How about timing? Let's say your cake is for Saturday 3 pm, what time you take the cake out of the fridge?

Which brand of fondant do you use? Or better, what brand(s) cannot be refrigerated.

Are there any colors that should not be refrigerated?

I mostly make birthday cakes and more often than not I don't have to deliver/set-up like weddings and big events. My biggest concern is when the clients want to pick the cake up the day before. I have nightmares about clients keeping cakes in the fridge... without the proper care they could ruin the cake before the party.

I appreciate any and all the help.

PinkZiab Posted 8 Oct 2009 , 6:56pm
post #14 of 16

yes, you can.

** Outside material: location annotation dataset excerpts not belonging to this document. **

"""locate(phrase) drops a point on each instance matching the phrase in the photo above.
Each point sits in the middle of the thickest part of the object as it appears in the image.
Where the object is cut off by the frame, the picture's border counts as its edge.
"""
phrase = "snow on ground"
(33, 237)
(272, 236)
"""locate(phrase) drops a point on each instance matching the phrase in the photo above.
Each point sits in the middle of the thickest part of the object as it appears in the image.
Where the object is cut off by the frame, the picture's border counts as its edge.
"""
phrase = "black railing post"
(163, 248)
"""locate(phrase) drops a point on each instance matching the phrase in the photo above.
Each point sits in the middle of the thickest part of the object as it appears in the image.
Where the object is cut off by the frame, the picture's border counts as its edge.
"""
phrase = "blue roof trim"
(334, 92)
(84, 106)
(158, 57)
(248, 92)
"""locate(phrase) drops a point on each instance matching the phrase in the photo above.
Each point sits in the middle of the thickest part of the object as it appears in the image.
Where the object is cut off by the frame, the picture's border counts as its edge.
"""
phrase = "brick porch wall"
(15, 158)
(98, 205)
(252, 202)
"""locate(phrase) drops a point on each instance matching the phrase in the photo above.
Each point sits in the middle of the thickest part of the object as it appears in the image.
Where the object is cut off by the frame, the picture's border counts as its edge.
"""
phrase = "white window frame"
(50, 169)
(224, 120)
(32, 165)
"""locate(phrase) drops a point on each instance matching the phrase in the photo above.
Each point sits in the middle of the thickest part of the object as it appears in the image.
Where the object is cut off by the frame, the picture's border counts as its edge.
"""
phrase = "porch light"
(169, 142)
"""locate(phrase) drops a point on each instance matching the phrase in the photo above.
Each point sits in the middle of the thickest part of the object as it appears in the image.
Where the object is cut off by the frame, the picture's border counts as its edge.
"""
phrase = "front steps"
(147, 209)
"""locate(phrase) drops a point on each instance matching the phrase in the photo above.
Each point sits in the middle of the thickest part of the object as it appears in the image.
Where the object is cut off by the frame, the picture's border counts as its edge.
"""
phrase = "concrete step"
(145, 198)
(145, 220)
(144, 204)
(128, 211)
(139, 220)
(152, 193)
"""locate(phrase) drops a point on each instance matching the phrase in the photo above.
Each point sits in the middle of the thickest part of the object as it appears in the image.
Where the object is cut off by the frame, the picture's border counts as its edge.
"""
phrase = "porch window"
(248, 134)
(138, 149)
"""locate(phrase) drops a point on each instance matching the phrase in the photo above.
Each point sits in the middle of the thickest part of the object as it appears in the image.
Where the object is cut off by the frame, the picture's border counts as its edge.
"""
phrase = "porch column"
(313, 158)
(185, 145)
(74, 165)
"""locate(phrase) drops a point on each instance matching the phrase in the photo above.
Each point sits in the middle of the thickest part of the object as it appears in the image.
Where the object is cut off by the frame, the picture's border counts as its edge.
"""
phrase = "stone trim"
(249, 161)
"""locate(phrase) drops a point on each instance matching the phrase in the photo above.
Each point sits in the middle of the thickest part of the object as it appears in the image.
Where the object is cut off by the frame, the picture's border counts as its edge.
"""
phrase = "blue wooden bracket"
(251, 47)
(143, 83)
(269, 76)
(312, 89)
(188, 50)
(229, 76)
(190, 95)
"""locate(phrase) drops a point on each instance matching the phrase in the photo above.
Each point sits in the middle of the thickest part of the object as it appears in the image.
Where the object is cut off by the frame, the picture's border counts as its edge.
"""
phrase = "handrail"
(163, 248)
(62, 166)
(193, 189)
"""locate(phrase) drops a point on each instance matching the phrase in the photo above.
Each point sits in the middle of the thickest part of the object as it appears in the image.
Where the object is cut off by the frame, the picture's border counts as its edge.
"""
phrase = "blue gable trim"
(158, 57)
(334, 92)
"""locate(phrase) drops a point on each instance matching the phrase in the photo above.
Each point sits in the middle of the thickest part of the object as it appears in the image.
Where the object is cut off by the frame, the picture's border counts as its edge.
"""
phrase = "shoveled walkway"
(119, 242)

I refrigerate every single cake I make, without exception, and almost all of them are all-fondant.

Rylan Posted 8 Oct 2009 , 7:07pm
post #15 of 16

You will get plenty of different answers. I always refrigerate my cakes and never had a single problem but do keep in mind that other people do get problems.

Tatati Posted 8 Oct 2009 , 7:09pm
post #16 of 16

Hello PinkZiab, thank you so much for your replay.

I am aware you can refrigerate the cakes, but I was wondering if I'd be able to get more specifics on how to.